Accordingly, it is not necessary to provide the working space in the underwater structure by extending the underwater structure to the surface of the water as in the prior art, so that the underwater structure can be constituted only by functionally necessary parts. Thus, the cost of the underwater structure can be reduced as compared with the related art. In addition, since it is not necessary to perform an auxiliary construction method such as ground improvement or freezing as in the related art in order to construct an underwater structure, the construction period and construction cost can be reduced.

Further, since the underwater structure is simply buried in the ground at the bottom of the water, the underwater structure is compared with a conventional construction method using a deadline method, a caisson method using Tsukishima or an installation caisson method using a steel shell. Therefore, temporary construction can be reduced in scale. Therefore, the construction period and construction cost of the underwater structure can be significantly reduced.

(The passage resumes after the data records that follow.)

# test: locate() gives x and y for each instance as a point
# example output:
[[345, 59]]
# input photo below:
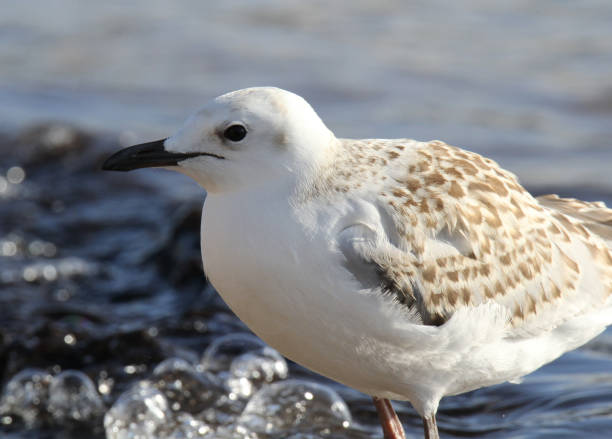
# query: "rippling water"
[[106, 322]]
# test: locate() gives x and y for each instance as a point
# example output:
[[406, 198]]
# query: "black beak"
[[148, 155]]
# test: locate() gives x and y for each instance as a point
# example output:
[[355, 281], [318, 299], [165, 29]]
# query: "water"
[[105, 317]]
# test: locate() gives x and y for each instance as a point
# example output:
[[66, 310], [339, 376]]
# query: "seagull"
[[407, 270]]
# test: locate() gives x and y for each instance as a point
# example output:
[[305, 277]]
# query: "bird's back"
[[472, 234]]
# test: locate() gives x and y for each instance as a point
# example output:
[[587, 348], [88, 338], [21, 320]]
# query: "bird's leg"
[[430, 427], [392, 427]]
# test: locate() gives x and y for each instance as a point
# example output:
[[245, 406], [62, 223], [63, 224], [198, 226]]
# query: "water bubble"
[[49, 272], [73, 397], [30, 273], [185, 388], [138, 413], [26, 395], [8, 248], [284, 406], [173, 364], [221, 352], [187, 427], [250, 371], [62, 295], [15, 175]]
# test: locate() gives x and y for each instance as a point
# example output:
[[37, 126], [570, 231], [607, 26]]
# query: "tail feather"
[[595, 216]]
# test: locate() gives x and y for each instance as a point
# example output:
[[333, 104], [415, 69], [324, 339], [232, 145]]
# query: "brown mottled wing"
[[594, 215], [477, 236]]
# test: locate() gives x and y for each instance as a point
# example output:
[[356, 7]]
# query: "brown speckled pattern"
[[522, 248]]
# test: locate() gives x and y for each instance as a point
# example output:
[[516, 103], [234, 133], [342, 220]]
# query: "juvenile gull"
[[407, 270]]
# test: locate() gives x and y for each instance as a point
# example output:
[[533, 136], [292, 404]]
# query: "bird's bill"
[[145, 155]]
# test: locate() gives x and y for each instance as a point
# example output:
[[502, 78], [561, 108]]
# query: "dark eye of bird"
[[235, 133]]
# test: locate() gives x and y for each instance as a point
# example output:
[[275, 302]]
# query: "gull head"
[[240, 140]]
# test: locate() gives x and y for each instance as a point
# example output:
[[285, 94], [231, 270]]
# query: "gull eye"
[[235, 133]]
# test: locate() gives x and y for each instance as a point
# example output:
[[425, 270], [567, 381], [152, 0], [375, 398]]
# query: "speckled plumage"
[[505, 245]]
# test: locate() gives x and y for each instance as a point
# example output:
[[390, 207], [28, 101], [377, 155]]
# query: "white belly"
[[292, 291], [290, 288]]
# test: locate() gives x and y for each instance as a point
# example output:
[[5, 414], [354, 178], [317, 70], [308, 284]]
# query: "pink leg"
[[392, 427]]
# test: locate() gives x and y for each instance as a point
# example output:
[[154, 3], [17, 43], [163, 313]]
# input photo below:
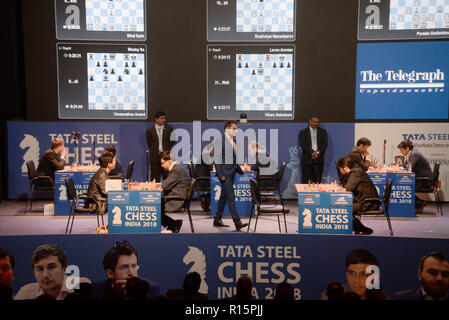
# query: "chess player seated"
[[117, 172], [362, 188], [96, 193], [176, 184]]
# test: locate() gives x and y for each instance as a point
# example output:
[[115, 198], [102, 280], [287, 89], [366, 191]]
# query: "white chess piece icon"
[[217, 190], [62, 193], [117, 220], [307, 218]]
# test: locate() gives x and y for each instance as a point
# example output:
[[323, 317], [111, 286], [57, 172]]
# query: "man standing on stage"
[[225, 160], [313, 142], [158, 140], [51, 161]]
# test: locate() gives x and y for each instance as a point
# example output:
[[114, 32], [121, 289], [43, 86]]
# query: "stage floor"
[[13, 221]]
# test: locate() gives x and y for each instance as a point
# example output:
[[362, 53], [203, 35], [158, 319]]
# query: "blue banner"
[[29, 140], [139, 212], [332, 216]]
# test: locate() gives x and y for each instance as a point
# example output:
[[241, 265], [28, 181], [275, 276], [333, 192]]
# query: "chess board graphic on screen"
[[251, 20], [256, 80], [102, 81], [101, 20], [403, 19]]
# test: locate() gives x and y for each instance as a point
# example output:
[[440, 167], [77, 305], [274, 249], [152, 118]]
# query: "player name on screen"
[[403, 19], [257, 80], [102, 81], [251, 20], [101, 20]]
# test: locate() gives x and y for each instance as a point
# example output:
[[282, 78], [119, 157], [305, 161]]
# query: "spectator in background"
[[244, 289], [313, 142], [189, 291], [433, 273], [49, 264], [158, 140], [118, 170], [285, 292], [356, 263], [7, 262], [120, 264]]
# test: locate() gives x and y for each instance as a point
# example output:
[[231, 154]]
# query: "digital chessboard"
[[251, 20], [115, 15], [110, 20], [419, 14], [264, 82], [116, 81], [403, 19], [257, 80], [265, 15]]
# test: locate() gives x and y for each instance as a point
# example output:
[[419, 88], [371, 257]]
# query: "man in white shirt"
[[313, 143]]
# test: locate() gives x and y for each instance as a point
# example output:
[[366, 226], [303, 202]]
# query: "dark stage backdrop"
[[176, 40]]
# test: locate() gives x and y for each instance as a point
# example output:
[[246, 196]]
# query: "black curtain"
[[12, 83]]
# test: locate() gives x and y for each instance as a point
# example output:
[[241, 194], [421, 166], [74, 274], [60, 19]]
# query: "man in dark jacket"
[[51, 161], [361, 186], [176, 184], [158, 140], [421, 167], [313, 142], [97, 186], [225, 160]]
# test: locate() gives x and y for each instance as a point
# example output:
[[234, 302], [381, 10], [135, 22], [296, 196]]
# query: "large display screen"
[[255, 80], [101, 20], [403, 19], [102, 81], [251, 20], [402, 80]]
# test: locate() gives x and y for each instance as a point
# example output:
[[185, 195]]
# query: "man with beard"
[[433, 273]]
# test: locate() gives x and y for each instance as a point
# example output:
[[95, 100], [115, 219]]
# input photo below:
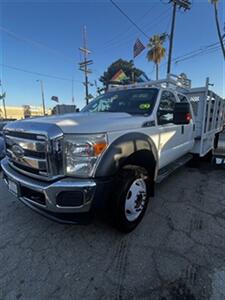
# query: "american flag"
[[55, 98], [138, 48]]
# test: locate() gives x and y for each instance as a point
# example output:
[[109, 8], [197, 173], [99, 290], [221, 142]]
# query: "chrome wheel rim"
[[135, 199]]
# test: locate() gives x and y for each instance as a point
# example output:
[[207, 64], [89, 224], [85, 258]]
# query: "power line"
[[203, 52], [37, 73], [126, 30], [130, 20], [32, 42]]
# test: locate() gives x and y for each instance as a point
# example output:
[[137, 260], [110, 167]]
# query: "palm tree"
[[156, 50], [215, 3]]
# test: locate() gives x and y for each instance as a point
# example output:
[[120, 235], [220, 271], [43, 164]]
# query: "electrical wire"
[[32, 42], [130, 20], [38, 73]]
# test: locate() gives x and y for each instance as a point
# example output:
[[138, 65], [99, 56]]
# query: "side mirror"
[[182, 113]]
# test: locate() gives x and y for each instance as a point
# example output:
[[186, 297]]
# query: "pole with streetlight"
[[185, 4], [2, 97], [42, 95]]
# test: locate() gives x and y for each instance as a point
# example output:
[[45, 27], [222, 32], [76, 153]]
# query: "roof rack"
[[172, 81]]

[Brief description of the drawings]

FIG. 1 is a cross-sectional view illustrating a work procedure of a method of connecting an underwater structure and a shield tunnel according to the present invention.

FIG. 2 is a cross-sectional view illustrating an operation procedure of a method of connecting an underwater structure and a shield tunnel according to the present invention.

FIG. 3 is a cross-sectional view illustrating an operation procedure of a method of connecting an underwater structure and a shield tunnel according to the present invention.

FIG. 4 is a cross-sectional view illustrating a work procedure of a method of connecting an underwater structure and a shield tunnel according to the present invention.

FIG. 5 is a cross-sectional view illustrating an operation procedure of a method of connecting an underwater structure and a shield tunnel according to the present invention.

FIG. 6 is a cross-sectional view illustrating a work procedure of a method of connecting an underwater structure and a shield tunnel according to the present invention.

FIG. 7 is a cross-sectional view illustrating an operation procedure of a method of connecting an underwater structure and a shield tunnel according to the present invention.

[Description of Signs] 11 Water bottom 12 Water intake tower (underwater structure) 20 Underwater concrete 21 Shield tunnel 24 Outside wall of shield tunnel 27 Tunnel lining

Claims (1)

[Claims] An underwater structure having a hollow upper opening is buried to a predetermined depth in the ground at the bottom of the water, and underwater concrete is poured into the underwater structure. Excavating a shield tunnel in the ground under the water floor, penetrating the outer wall of the underwater structure and the underwater concrete with the shield tunnel, from inside the shield tunnel in the underwater structure,
The underwater structure and the shield tunnel are connected by forming a through-hole penetrating to the upper surface of the underwater concrete in the lining of the shield tunnel and the underwater concrete above the shield tunnel, A method of connecting an underwater structure and a shield tunnel, comprising closing a portion of the opening from an intersection with the through hole with underwater concrete, and then releasing the sealing of the opening.